Since 1983, the Ferns and Diamonds have finished in the top two of every world championship and Commonwealth Games tournament (except for Irene van Dyk's South Africa in 1995), with other nations always some distance back.
England Netball received £25.3 million ($47.6 million) from Sport England as they aim to build on the momentum of last year's Olympics.
It should put England - who already have playing numbers to rival New Zealand's - in a position to challenge the Silver Ferns and close the gap. They have already started to do so - winning a series against Australia for the first time this week after taking the first two tests 58-53 and 51-49, with the third test played overnight.
"We knew the funding was coming; it was a surprise to see that level and a little hard to comprehend," says Netball New Zealand CEO Raelene Castle. "It is roughly equivalent to the entire Sport New Zealand budget, which is quite staggering. It will definitely grow the sport there and lift the profile. It is a massive competitive advantage - so there are definitely some risks for us."
Silver Ferns coach Waimarama Taumaunu says: "I have always regarded them as a sleeping giant of netball."
Taumaunu was England's national performance director between 1998 and 2003 and assistant coach at the 2003 world championships.
"In terms of player numbers, they have the best base of any nation, bigger than us or Australia. [The funding] could be a real threat for us but overall, that is a good thing; it's great for the sport," said Taumaunu.
Netball NZ is also wary of losing coaches to the Northern Hemisphere, with substantial packages expected to be offered to the best Australasian coaches to relocate.
"It wouldn't be a new thing," says Castle, who points out that Taumaunu and former NZ coach Lyn Gunson (Parker) spent long periods in the UK, "but we have to be worried. Just like in other sports, professional coaches will make the most of whatever options are out there.
"From a New Zealand point of view, we have to hope - and we remain confident - that working in the Ferns set-up will remain the ultimate ambition for our coaches and keep our best talent in this country."

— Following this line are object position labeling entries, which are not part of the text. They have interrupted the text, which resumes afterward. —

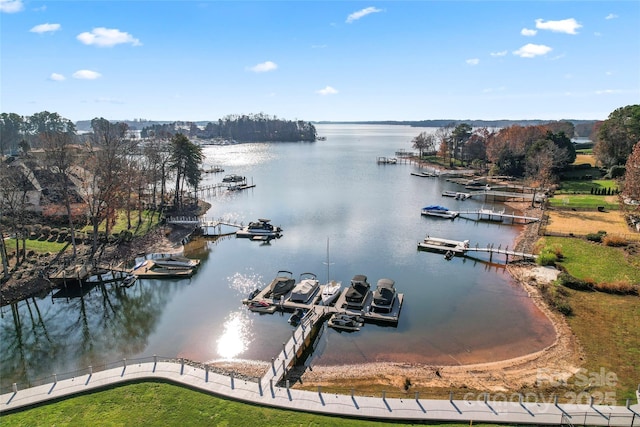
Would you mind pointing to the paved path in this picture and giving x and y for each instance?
(407, 409)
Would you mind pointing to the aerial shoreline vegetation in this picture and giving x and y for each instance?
(537, 155)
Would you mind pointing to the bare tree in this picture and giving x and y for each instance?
(424, 142)
(60, 159)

Despite its (relatively) low profile, netball in England has made substantial gains. Playing numbers have quadrupled since 2009, with much of that growth off the back of a grant of around £19 million ($35.7 million) which meant they could employ 90 new coaches.
The latest grant is earmarked for grassroots netball but a good administrator can always find ways to funnel some of it into high performance.
The transformation won't happen instantly - though England's two wins over Australia last week were just their third and fourth ever over the Diamonds - but should be pronounced.
"England have always had the players - they produce great athletes," says Castle. "Where they perhaps have fallen down in the past has been in systems and structures. If they get those in place, we have to be worried - absolutely they will be a threat.
"I like to think that the ANZ Championship provides a level of competition head and shoulders above that of anywhere else and hopefully that keeps us ahead of the game."
England will look forward to some 'home' success at the 2014 Commonwealth Games in Glasgow but are targeting a top two finish at the 2019 world championships, which are almost certain to be held in England.